All publicly traded companies are required to file a 10-K report each year to the SEC. The 10-K report is similar to the annual report, except that it contains more detailed information about the company’s business, finances, and management. It also includes the bylaws of the company, other legal documents, and information about any lawsuits in which the company is involved. If you are looking for information that you can’t find in the annual report, be sure to check out the 10-K.
10-Q Reports (Quarterly Reports)
You can think of quarterly reports (also called 10-Q reports) as abbreviated versions of the annual report that are issued every three months instead of every year. Quarterly reports contain financial statements, a discussion from the management, and a list of “material events” that have occurred with the company (such as a stock split or acquisition).
Publicly traded companies must file Form 8-K with the SEC whenever any “material event” occurs that might affect the company’s financial condition. The list of material events that must be reported includes stock splits, mergers, management changes, and secondary stock offerings. This information will appear in the subsequent 10-Q, but the 8-K is a faster way to find out about such events.

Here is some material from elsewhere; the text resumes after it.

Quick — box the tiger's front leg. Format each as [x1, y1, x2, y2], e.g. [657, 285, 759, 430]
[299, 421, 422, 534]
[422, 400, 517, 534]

Every year, each publicly traded company holds a meeting at which the company’s business is discussed and common shareholders cast their votes for the Board of Directors. Shortly before each annual meeting, companies send out a document called a proxy statement to each shareholder. The proxy statement contains a list of the business concerns to be addressed at the meeting and a ballot for voting on company initiatives and electing the new Board. This proxy ballot authorizes someone else at the meeting (usually the management team) to vote on your behalf.